Benefits and Pensions Monitor
Currency Volatility Is An Unrewarded Risk

By: Yann Depin
The elimination of the foreign property rule by the federal government will enable Canadian investors to fully participate in the international opportunities created by the world markets. The increase in international diversification benefits will undoubtedly improve the performance of most pension fund portfolios. This added diversification, however, will also expose Canadian investors to an additional source of risk – currency risk.
The prolonged depreciation of the Canadian dollar in the 1990s benefited most pension plans’ international asset allocation as few participants had a currency risk policy in their investment guidelines.

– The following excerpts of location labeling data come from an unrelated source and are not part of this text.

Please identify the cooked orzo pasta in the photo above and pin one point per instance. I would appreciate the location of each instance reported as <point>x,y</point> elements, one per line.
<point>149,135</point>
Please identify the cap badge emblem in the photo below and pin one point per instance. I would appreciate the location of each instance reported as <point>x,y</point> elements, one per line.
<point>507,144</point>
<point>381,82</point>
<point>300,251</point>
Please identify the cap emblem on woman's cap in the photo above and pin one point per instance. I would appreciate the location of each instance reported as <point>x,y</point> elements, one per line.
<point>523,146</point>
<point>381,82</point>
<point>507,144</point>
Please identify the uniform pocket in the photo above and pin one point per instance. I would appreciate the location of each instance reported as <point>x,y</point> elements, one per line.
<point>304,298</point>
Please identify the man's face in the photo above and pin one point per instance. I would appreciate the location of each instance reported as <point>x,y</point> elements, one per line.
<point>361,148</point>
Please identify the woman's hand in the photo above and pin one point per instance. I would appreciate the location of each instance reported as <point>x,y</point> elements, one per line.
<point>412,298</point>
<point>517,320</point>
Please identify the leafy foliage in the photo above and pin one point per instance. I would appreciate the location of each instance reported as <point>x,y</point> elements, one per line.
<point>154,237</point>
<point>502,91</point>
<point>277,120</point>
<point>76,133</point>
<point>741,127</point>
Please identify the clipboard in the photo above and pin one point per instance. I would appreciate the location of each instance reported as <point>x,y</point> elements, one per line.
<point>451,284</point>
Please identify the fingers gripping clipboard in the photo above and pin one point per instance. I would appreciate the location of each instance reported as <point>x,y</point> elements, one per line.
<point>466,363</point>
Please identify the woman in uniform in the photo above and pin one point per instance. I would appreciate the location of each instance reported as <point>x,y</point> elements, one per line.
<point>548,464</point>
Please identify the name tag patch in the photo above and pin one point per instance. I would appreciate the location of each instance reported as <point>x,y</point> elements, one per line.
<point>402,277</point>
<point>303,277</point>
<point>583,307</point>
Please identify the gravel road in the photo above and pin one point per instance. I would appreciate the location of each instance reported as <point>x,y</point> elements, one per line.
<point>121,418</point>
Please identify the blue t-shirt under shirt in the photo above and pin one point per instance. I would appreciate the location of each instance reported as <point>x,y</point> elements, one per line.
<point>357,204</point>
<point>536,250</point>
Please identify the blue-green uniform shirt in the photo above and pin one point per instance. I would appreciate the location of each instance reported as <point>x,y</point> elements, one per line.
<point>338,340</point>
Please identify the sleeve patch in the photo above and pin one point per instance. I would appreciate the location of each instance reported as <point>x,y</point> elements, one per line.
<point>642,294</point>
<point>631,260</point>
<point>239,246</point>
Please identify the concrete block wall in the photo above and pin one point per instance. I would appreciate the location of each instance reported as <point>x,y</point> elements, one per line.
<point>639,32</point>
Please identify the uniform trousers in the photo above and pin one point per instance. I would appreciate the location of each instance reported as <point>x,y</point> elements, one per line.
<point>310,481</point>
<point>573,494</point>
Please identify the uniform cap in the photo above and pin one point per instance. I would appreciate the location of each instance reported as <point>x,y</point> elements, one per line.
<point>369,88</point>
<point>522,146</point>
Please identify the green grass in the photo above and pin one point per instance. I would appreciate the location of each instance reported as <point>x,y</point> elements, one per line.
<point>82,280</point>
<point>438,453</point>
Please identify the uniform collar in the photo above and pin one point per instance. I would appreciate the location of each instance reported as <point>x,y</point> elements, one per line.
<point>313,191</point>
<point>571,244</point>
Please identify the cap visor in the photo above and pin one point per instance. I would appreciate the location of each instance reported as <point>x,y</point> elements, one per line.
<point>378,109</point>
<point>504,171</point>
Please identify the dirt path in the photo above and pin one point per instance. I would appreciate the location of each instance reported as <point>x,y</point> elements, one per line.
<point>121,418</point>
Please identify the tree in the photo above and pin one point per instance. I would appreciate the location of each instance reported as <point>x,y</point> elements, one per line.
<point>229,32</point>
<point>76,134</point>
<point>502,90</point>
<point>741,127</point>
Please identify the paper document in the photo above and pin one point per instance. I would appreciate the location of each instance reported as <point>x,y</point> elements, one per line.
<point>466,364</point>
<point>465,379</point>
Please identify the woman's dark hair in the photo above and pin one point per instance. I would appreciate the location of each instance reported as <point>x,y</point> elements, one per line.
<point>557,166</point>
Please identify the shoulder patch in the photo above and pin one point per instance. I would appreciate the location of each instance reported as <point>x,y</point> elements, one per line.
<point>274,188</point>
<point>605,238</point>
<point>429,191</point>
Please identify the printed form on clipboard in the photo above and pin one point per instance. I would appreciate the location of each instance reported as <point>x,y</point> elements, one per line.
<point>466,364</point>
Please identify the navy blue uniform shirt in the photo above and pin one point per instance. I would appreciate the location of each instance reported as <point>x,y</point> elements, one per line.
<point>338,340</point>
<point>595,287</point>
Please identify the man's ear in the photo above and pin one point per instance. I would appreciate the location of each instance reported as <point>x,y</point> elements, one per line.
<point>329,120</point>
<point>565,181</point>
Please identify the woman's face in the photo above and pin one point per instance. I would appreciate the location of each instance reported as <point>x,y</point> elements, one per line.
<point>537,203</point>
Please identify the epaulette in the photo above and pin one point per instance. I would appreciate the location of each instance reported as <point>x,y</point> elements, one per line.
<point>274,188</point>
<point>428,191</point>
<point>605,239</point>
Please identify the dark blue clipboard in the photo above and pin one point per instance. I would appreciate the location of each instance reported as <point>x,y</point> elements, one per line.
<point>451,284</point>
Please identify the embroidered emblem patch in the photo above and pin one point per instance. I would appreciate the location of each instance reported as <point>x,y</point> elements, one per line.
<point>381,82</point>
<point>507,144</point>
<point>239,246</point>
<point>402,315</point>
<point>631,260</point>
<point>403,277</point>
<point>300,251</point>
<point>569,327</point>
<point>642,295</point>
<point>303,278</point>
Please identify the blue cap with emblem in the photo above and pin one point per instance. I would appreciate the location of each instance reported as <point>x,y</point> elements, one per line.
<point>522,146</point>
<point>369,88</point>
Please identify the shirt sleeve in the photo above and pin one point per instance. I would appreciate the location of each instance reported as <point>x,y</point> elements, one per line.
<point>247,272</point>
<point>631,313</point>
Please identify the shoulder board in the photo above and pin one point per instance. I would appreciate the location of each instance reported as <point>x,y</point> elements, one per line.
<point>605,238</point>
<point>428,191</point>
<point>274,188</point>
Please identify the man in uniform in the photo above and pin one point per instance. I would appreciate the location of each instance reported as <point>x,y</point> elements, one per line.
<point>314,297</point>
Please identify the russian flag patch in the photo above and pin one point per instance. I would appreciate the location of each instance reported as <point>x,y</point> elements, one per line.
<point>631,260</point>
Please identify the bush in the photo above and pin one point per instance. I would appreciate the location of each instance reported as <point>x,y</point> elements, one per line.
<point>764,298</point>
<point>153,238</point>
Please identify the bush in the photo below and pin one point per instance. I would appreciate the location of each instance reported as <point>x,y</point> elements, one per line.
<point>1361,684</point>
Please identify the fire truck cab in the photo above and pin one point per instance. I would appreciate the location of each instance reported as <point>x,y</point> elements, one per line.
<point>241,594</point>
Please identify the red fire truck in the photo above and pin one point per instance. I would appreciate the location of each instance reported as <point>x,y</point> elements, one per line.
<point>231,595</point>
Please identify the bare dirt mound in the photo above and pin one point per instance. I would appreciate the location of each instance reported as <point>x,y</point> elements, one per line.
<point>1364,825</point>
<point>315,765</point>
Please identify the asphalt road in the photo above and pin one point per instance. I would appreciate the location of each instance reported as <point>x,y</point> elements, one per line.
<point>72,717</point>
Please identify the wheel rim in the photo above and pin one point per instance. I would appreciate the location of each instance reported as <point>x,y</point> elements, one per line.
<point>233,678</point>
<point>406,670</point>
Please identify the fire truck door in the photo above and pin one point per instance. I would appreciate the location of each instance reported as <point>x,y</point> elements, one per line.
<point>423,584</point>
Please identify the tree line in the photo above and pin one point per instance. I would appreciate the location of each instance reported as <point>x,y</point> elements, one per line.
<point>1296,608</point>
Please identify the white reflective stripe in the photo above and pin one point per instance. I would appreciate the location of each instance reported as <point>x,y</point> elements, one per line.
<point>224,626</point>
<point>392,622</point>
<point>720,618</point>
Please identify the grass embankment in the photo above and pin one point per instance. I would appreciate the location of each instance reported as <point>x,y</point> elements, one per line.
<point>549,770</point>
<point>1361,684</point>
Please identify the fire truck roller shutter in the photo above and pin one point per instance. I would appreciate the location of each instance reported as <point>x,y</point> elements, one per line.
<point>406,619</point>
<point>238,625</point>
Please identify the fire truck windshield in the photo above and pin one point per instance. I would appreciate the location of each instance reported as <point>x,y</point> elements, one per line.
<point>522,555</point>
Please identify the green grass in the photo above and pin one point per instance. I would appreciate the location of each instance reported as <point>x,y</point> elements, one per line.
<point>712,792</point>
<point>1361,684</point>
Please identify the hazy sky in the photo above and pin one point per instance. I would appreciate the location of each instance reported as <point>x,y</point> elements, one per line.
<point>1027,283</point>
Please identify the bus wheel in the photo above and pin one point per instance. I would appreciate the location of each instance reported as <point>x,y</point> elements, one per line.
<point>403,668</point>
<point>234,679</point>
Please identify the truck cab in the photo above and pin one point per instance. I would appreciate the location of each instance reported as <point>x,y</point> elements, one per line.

However, the new century marked a new era for the Canadian dollar. In fact, the cumulative overperformance over a 10-year period of an unhedged Canadian investor in an S&P500 Index strategy reached a high of 35 per cent by the end of 2001. This overperformance was completely eliminated in less than 18 months. Moreover, in the last 10 years alone, an investor in the MSCI EAFE index strategy would have incurred more than 20 per cent currency impact to their portfolio’s returns on five separate occasions.
Although currencies seem to exhibit a mean reverting behavior this is only in the very long-term. In the current environment of unfunded liabilities, this long-term time horizon represents a significant risk most plan sponsors cannot afford to bear. Thus, one can fairly assume that currencies report a higher short-term risk with no increase in long-term expected return.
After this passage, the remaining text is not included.